For budgeted operating costs, the number was $532 per acre for irrigated and $400 per acre for dryland with yields of 1,100 and 700 pounds, respectively. “We do not have land rent in our numbers because it varies significantly across the state. Take land rent into consideration when you’re deciding if you need to forward contract cotton or protect it in the futures market by hedging.”

Total costs range from $790 to $900 for irrigated conventional-till cotton and $550 to $624 for dryland. “That gives us a break-even price of 72 to 82 cents for irrigated and 80 to 90 cents for dryland. And at break-even yields, we’re looking at 900 to 1,000 pounds for irrigated and 650 to 730 for dryland. We shoot for 700 pounds in the budget, so those growers on smaller acreages will need good rainfall to break even in this analysis.”

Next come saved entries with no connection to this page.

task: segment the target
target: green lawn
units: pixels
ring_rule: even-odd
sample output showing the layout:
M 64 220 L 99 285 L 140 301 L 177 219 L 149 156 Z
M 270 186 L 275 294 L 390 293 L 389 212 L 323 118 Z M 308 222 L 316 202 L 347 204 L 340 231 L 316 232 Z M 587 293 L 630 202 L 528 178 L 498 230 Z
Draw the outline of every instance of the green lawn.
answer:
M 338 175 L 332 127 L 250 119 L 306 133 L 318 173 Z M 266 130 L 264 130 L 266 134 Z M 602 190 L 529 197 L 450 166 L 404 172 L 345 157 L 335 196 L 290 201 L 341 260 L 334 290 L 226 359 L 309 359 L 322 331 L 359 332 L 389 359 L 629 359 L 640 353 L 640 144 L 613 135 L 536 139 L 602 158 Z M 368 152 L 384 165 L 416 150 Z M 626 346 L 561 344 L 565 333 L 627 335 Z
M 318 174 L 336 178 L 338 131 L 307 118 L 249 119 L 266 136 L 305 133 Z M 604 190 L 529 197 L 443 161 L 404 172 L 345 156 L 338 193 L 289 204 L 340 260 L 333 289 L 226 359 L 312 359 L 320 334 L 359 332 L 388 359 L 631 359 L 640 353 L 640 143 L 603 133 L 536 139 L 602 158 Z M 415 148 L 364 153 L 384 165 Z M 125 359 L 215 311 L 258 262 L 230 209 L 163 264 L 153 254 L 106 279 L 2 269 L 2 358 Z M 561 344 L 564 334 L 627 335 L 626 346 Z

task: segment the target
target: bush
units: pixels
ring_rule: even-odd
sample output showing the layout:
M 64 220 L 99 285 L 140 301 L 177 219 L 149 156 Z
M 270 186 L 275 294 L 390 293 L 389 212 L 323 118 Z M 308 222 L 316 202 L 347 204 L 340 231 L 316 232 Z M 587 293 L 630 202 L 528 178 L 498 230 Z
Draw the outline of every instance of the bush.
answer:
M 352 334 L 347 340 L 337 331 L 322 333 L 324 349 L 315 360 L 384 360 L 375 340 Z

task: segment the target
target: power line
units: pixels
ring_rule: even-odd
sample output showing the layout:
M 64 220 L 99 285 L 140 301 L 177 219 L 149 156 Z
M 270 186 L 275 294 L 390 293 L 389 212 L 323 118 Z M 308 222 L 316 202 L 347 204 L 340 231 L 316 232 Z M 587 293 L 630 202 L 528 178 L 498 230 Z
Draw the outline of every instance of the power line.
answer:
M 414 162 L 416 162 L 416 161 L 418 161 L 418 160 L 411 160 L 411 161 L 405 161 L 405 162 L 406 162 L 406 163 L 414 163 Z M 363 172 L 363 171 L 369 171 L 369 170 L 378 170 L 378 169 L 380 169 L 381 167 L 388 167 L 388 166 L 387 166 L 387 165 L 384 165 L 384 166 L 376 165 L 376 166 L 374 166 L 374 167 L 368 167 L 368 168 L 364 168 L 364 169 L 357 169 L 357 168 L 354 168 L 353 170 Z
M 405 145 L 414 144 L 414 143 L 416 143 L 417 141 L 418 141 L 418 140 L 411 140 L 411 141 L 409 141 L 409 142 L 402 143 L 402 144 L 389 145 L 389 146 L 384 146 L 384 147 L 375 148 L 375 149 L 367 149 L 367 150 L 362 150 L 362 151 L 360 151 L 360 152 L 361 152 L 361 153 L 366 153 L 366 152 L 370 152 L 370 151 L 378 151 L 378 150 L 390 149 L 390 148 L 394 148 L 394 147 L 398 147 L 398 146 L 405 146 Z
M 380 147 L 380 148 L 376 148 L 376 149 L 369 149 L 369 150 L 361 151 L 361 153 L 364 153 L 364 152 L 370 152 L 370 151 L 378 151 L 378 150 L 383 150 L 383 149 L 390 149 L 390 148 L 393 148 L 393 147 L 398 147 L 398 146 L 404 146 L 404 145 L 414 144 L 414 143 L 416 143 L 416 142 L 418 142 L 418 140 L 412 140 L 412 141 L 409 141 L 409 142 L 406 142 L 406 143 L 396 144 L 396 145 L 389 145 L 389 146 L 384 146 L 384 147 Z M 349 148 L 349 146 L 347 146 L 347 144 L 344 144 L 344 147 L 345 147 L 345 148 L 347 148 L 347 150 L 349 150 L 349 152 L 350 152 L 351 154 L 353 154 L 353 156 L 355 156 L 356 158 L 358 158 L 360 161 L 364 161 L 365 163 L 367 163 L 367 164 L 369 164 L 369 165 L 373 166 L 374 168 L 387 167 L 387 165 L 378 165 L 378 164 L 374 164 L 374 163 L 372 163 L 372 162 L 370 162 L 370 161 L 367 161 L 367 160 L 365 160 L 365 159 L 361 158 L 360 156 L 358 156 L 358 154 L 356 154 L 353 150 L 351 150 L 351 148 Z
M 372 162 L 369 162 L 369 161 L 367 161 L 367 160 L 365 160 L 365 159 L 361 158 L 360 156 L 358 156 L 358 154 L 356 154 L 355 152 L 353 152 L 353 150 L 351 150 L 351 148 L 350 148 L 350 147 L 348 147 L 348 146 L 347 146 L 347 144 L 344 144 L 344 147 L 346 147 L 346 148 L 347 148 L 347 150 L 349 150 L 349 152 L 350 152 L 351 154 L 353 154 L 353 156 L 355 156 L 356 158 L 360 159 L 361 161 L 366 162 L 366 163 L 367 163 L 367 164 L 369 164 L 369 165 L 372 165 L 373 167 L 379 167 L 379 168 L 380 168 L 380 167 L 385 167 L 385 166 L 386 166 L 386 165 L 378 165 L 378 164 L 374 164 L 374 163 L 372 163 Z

In reduced-tillage, says Smith, operating costs are higher because higher chemical costs are higher, so irrigated is $533 per acre and dryland is $408 per acre.

“Our total costs are $777 to $870 for irrigated and $500 to $600 for dryland, giving us a break-even price of 71 cents to 80 cents for irrigated and 78 to 85 cents for dryland. Yields are 900 to 1,000 for irrigated and 645 to 700 for dryland.”

Economists also looked at the sensitivity to changes in the price of diesel and herbicides. “As far as our current operating expenses are concerned, we’re seeing a slight advantage to conventional-till. However, conventional-tillage is more sensitive to changes in the price of diesel than reduced-tillage. As far sensitivity to herbicide costs, reduced-tillage will be more sensitive to herbicide costs than conventional-till.”

In conclusion, says Smith, investment costs are higher for conventional-till equipment. However, the operating expenses are offset by the higher chemical costs for reduced-tillage. “We need 25 to 50 pounds of 85-cent cotton to make an annual payment on the note, and farmers need at least 71 cents to buy and operate their new equipment.”